A good use of Data URI is allowing the download of content that have been generated client side, without resorting to a server-side 'proxy'. Here are some example I can think of:
saving the output of a canvas element as an image.
offering download of a table as CSV
downloading output of any kind of online editor (text, drawing, CSS code ...etc)
Mainly I find use of this if I can't (for some reason) use CSS sprites and I don't want to download every little single image that I will use for styling.
Or for some reason you don't want anyone to link the image from external page. This can be achieved by other methodologies but embedding works as well.
Otherwise, personally I wouldn't encode large images as photos. It's better to have your media at a different server. A server that can lack all of the web-server related software installed. Simply delivering media. Much better use of resources.
I have used the data URI scheme in several (C++, Python) command line applications to generate
reports which include data plots.
Having a single file is quite convenient to send the reports by email (or move them around in general). Compared to PDF I did not need an additional library (other than a base64 encoding
routine) and I don't need to take care of page breaks (and I almost never need to print
these reports). I usually don't put these reports on a web server, just view them on the
local filesystem with a browser.
I agree with BiAiB that the real value of Data URIs is making client-side generated content available as file download without any need for server round-trips.

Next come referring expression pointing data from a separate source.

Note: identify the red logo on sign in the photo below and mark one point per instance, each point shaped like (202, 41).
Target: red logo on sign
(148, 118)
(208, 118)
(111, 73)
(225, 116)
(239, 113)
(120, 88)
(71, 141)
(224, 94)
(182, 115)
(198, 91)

A working example of using Data URIs for "offering download of a table as CSV" is described on my blog.
IMHO, the embedding of image (or other binary resource) data into an HTML file for performance reasons is a red herring. The speed gain due to less HTTP connections is negligible and breaks the nice principle of separation between (textual) markup and binary resources (image files, videos, etc.).
I think HTTP 1.1 pipelining and some suggested improvements to HTTP are a cleaner and better way to handle HTTP network speed issues.